I love peanut satay, luuurve it! I’ve made lots of variations of it over the years, pre-whizzy machine days I used peanut butter but now I get the extra satisfaction of really making it from scratch using whole peanuts.
You can use satay sauce to pour over meat or tofu with vegetables and rice, use it to marinade chicken before grilling, or as a dipping sauce.
This particular recipe is an adaption of a lovely sauce served by one of my favourite restaurants – The Spirit House in Yandina, Queensland Australia. The Spirit House serves Asian style cuisine of the highest standard and they also run a cooking school. The whole place is set in tropical gardens around lagoon. It’s best to go for lunch when you can enjoy the gardens and view.
I haven’t been there for quite a while, but as soon as I am back in Australia it will be back on the to-do list!
In the mean time, I will have to be satisfied to make my own (which frankly is very good) and now you can too with this authentic peanut satay recipe.
I know that the photo isn’t fantastic, you’ll just have to trust me that it’s delicious and imagine it with a few orchids scattered around. That always makes Thai food look more tasty.

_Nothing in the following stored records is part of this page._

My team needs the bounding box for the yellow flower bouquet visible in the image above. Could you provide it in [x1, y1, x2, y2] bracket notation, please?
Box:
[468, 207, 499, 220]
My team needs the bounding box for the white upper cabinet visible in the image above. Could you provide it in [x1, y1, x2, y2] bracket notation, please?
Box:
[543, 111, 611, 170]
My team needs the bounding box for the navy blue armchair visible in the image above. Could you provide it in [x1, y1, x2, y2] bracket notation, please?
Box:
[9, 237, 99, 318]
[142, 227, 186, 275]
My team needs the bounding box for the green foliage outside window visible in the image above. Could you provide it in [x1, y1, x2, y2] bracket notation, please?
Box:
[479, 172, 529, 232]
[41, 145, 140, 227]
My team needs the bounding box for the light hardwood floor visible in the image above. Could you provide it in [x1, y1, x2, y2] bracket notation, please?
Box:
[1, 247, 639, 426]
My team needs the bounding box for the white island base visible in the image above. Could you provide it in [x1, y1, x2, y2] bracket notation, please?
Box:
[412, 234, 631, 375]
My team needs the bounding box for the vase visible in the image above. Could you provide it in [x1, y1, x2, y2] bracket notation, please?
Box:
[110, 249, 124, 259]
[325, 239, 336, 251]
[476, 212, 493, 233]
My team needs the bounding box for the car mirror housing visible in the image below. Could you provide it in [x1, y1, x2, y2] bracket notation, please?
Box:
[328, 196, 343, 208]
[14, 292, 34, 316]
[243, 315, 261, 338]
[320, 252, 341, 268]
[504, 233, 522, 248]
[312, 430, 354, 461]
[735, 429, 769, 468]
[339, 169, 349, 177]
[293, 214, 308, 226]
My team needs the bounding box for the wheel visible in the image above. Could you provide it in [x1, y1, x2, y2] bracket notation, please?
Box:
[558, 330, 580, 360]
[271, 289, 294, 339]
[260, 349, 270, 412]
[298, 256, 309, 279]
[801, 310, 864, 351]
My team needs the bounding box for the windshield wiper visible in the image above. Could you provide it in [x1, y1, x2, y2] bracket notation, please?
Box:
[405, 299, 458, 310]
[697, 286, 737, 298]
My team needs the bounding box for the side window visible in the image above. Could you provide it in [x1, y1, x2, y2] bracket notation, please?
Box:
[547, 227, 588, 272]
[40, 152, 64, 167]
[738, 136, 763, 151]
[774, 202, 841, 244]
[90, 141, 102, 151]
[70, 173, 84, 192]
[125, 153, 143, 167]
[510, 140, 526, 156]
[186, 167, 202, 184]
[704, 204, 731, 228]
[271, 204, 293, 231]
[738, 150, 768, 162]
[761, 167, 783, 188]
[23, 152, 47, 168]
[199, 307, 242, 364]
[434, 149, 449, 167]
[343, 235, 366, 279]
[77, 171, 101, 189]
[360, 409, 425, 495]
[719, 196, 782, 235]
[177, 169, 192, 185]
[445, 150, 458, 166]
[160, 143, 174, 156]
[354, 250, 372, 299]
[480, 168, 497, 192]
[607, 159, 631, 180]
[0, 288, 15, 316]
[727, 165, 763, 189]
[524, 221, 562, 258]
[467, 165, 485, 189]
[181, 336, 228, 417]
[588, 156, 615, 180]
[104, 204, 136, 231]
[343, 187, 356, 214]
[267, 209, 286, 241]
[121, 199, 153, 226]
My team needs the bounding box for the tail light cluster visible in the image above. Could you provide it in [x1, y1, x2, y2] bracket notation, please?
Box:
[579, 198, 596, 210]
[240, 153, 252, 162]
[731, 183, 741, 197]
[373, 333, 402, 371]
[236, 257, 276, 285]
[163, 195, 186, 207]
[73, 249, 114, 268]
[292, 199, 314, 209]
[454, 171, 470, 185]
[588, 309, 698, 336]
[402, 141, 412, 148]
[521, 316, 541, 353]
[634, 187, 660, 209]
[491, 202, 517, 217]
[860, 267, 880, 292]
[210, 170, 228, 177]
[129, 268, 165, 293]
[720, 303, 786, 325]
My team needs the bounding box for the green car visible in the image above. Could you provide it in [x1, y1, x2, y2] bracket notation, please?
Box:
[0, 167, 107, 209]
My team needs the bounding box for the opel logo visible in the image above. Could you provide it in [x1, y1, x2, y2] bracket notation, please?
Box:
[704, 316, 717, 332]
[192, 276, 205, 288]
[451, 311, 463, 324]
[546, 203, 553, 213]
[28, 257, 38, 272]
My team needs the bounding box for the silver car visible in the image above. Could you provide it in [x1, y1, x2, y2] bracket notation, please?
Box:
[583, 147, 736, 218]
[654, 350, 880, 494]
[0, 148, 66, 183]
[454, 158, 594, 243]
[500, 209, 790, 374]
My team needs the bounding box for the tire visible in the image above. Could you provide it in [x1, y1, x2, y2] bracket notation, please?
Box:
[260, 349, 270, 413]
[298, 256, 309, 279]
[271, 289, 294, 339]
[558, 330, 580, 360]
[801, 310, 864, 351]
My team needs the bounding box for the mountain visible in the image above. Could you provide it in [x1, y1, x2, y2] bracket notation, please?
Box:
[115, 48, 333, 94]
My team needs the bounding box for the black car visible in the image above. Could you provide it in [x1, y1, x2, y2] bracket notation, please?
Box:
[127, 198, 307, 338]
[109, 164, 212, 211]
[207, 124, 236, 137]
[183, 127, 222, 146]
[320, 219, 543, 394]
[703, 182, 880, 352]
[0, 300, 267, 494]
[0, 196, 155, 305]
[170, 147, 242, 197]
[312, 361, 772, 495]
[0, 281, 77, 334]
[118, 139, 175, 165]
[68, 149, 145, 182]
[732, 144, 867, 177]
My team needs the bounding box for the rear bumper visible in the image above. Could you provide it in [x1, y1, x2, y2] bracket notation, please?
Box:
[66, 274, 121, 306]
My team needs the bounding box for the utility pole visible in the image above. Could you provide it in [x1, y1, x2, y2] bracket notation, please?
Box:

- Half medium onion (roughly 50 gm)
- 10 grams Coconut Oil (or peanut oil)
- 3 tsp Red Curry Paste (I prefer Mae Plom brand)
- 400gm Can Coconut milk
- 3 tsp Brown Sugar (or Palm Sugar)
- 2 tsp Fish Sauce
- 3 tsp Tamarind purée/sauce (reduce to 2 tsp if using thick paste)
- 20 mls Kecap Manis (Sweet Soy)
- 120 grams Roasted Peanuts
- Add onion to cooking bowl, Whizz 4 seconds, Speed 5. Scrape down any onion that has climbed the sides of the bowl.
- Add 10gm oil, sauté 5 min, Varoma temp, Speed 1, MC OFF.
- Add curry paste and 100gm of the coconut milk. Cook 3 mins, Varoma temp, Speed 1 (with MC back on)
- Add sugar, fish sauce, tamarind, kecap manis, remaining coconut milk, and peanuts. Cook 12 mins, 100 degrees, speed 1.
- Purée 30 seconds on speed 8.
This will keep in the fridge for up to 2 weeks (it will go solid in the fridge). Warm before serving.
I serve this poured over steamed chicken, vegetables and rice.
I love it with crispy fried onions, fresh coriander and chopped chillies sprinkled on top!
It’s a great way to use up left over cooked chicken, just steam some fresh vegetables and rice, add the chopped chicken to the varoma for the last few minutes to warm it through then pile it on your plate.